Divorce is a common outcome of many marriages today. Most people, when they wed, probably think optimistically about their relationship and never consider the possibility of divorce. As we all know, however, it can happen to anyone. If you're considering divorce, you may feel as though you're alone.
Even if you know other people who have divorced, you might wonder if anyone else has similar reasons for separation. A recent study examined several divorced couples and determined the most common reasons people decide to end their marriage.
The National Center for Biotechnology Information conducted the study. It looked at 52 now-divorced people who underwent a program called "PREP" - Prevention and Relationship Enhancement Program – before they married. PREP aimed to enhance couples' skills in communication. The researchers looked at the couples who had ended up divorced fourteen years after completing the program. The findings revealed the top 11 reasons that people decide to divorce. Respondents were allowed to list multiple factors, which included the following:
- Lack of commitment – At least 75 percent of the study participants reported a lack of commitment as a contributing factor in their divorce. One person reported that she didn't feel romantic towards her husband and as though their relationship was more friendly than amorous.
- Infidelity – Nearly 60 percent reported that an affair was a cause for their divorces. Researchers indicated that many people said that cheating was the last straw.
- Excessive arguing and conflict – Around 58 percent of respondents said that the disagreements they had with their spouses couldn't be resolved and that they worsened as time passed.
- Too young when married – Just over 45 percent said that they believed they should not have married at a young age. Those who cited this reason married, on average, when they were 23.3 years old.
- Financial woes – You might have thought that money problems would be the number one reason couples divorce, but this study contradicts that idea. Thirty-six percent of study participants cited financial issues as a catalyst for divorce, though many said it was not their biggest reason.

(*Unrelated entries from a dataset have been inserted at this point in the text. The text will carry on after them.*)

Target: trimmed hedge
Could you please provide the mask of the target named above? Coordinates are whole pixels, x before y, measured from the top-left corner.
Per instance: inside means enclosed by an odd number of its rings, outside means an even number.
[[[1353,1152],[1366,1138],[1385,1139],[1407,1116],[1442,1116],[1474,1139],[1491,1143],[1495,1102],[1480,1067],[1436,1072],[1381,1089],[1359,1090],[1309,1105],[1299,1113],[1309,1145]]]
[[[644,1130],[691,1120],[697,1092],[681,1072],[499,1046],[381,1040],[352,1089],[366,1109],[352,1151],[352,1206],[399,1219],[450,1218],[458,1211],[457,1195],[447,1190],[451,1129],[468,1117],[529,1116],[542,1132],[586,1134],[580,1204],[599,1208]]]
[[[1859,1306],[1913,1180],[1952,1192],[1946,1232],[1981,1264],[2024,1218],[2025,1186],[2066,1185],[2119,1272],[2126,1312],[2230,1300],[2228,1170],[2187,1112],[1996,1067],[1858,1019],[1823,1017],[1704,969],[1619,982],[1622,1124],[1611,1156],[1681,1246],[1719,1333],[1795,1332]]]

- Addiction or substance abuse – Almost 35 percent of respondents blamed substance abuse for their divorce. When researchers looked at both partners together, they found that only a third of survey respondents both acknowledged that addiction or substance abuse was a problem.

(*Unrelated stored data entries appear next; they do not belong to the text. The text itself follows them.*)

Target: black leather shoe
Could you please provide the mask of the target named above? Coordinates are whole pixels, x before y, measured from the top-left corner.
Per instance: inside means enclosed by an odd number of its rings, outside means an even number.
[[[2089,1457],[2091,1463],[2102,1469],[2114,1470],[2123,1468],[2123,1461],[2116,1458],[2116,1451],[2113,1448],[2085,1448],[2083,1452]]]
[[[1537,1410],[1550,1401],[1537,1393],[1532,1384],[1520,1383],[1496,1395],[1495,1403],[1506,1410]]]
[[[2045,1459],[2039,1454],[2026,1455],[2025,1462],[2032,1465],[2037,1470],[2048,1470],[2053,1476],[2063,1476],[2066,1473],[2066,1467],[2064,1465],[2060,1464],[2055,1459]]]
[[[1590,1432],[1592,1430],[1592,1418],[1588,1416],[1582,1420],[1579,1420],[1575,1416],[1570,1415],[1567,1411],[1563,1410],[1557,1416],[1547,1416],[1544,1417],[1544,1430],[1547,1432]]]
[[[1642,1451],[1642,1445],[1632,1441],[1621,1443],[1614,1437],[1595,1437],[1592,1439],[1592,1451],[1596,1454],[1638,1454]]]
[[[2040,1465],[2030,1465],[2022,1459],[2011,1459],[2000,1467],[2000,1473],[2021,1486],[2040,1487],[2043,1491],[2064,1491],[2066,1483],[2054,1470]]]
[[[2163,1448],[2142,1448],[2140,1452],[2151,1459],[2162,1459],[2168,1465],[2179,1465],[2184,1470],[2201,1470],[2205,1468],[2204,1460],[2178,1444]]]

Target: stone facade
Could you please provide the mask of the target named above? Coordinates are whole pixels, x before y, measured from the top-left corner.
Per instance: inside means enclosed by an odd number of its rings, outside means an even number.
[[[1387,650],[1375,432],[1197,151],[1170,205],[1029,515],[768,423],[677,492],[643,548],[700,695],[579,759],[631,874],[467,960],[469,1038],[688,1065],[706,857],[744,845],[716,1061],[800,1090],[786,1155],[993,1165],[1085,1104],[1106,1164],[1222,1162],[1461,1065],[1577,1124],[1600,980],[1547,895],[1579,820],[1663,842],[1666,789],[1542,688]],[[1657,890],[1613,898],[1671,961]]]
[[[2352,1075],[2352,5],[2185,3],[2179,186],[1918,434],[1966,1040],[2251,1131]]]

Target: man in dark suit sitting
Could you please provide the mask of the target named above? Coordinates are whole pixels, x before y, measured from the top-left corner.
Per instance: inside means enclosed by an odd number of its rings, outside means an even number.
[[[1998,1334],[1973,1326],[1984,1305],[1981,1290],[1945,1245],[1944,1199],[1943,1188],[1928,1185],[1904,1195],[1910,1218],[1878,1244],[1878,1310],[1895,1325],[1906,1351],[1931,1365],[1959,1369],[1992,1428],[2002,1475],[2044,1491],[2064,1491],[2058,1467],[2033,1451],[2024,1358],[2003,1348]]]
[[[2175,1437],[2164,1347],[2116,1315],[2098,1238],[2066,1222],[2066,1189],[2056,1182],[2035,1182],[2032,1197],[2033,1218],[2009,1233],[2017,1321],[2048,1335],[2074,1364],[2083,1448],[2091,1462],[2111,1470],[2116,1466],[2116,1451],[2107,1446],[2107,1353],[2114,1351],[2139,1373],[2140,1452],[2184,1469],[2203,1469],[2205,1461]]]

- Domestic abuse or violence – The percentage of study participants who said that physical and emotional abuse was a reason for divorce was 23.5 percent. The abuse often followed a repeated pattern of a partner showing great remorse after an abusive incident.
- Health problems – While many people in Arizona likely vow "in sickness and in health", a little over 18 percent of respondents said that health problems contributed to their divorce. One expert says that health problems can cause financial strain, a loss of individuality and imbalance in a marriage.

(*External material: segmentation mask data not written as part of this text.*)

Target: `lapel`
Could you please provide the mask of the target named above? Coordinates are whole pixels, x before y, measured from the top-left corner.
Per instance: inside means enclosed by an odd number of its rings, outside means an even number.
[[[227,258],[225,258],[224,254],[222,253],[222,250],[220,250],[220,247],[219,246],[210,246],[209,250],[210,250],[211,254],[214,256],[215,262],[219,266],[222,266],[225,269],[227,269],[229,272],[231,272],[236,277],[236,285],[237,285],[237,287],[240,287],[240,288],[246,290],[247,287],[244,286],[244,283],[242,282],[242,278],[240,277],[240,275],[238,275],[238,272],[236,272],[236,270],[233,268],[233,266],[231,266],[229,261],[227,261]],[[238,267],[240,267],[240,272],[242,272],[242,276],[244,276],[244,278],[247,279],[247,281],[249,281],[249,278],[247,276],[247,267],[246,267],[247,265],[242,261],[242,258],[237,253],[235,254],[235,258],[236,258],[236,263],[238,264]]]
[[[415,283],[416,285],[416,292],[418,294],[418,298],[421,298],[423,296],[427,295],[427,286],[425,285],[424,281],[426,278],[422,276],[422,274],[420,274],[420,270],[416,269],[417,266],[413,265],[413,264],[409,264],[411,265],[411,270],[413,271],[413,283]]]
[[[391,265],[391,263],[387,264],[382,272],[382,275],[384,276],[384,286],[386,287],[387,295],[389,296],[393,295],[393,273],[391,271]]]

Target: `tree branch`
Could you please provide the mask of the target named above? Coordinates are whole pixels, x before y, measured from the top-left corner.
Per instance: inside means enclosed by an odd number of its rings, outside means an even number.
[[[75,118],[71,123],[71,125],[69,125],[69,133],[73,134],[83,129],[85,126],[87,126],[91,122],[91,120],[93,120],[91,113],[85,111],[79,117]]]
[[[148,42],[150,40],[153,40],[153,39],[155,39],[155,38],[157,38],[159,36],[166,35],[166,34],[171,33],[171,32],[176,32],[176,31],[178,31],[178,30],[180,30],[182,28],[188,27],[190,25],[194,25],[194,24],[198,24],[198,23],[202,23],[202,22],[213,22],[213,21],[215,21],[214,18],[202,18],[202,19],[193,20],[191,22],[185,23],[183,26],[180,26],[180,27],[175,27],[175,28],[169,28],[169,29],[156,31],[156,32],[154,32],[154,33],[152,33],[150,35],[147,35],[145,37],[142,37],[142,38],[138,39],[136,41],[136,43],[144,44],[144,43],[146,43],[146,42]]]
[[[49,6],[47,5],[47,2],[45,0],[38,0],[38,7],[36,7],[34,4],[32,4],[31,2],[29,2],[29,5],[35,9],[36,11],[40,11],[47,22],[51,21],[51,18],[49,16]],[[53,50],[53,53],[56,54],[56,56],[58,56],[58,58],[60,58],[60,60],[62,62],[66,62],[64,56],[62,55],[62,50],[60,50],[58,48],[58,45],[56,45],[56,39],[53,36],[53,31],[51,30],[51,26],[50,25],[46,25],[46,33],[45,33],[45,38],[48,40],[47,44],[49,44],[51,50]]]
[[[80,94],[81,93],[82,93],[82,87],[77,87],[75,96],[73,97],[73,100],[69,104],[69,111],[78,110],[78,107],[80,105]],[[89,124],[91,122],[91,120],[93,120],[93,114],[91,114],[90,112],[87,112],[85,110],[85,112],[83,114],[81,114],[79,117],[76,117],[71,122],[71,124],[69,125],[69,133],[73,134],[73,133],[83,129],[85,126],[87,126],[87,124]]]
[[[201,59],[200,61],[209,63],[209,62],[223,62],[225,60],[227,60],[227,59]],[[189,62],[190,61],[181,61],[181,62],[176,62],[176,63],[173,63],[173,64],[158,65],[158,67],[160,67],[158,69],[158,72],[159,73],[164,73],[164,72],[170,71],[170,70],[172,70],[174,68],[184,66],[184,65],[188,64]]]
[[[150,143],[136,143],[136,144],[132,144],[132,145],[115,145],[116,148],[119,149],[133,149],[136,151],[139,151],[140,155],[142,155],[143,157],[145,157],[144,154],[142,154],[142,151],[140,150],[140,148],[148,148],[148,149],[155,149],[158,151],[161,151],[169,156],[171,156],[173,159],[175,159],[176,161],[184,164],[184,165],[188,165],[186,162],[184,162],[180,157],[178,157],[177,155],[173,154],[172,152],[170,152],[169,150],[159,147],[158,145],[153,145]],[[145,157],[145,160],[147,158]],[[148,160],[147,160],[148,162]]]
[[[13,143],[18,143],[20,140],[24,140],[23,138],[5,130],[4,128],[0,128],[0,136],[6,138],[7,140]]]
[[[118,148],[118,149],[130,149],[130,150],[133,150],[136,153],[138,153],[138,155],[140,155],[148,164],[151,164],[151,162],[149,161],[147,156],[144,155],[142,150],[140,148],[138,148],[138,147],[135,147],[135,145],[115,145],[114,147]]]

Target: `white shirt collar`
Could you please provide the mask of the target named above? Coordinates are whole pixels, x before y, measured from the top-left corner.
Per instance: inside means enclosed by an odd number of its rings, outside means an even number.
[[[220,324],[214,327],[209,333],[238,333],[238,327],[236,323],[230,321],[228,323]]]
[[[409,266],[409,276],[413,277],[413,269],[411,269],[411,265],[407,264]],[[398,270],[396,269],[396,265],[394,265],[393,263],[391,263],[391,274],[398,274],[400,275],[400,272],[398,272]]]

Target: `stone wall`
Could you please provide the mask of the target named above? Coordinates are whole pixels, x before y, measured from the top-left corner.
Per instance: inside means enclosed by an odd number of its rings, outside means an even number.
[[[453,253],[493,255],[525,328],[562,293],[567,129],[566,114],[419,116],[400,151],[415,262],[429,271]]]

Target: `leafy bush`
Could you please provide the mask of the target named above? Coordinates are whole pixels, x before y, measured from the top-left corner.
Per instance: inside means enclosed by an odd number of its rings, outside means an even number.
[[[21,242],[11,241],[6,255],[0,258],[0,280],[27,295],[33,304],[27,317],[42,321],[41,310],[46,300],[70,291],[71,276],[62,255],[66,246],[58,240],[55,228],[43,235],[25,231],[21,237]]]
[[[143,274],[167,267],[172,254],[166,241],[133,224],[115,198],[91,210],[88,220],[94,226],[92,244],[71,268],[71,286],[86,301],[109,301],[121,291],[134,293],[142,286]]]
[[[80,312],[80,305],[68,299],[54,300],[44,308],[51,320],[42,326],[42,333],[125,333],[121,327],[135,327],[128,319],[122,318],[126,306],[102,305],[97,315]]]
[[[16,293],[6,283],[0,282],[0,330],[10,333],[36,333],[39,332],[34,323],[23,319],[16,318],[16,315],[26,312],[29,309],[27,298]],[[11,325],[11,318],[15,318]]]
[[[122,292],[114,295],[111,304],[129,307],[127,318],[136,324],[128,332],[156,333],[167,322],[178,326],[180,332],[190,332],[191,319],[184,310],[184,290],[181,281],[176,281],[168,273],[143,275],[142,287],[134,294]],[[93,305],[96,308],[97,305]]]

- Absence of family support – About 17 percent of survey respondents cited a lack of familial support as a reason for divorce. A different study showed that a husband having a close relationship with his in-laws could decrease the risk of divorce, while the opposite was true for wives – being close to her husband's family increased the likelihood she would divorce.
- Insufficient premarital education – Despite utilizing the PREP course that spurred this very study, 13.3 percent of participants said that they did not have enough counseling before they wed. Some respondents said that though the course taught communication, it did not prepare partners for growth or change in a marriage.
- Religious differences – You might assume that religious differences would have affected a higher percentage of divorces, but respondents listed it as a factor in only 13.3 percent of their marriages. Part of that may be because many married couples report having the same religion.
As you can see, many reasons for ending a marriage exist.
Your divorce, your reasons
No matter what the reasons are that you might consider getting a divorce, you can take comfort in the fact that you are not alone. The dissolution of a marriage is not just common, but also often necessary for a person's future happiness.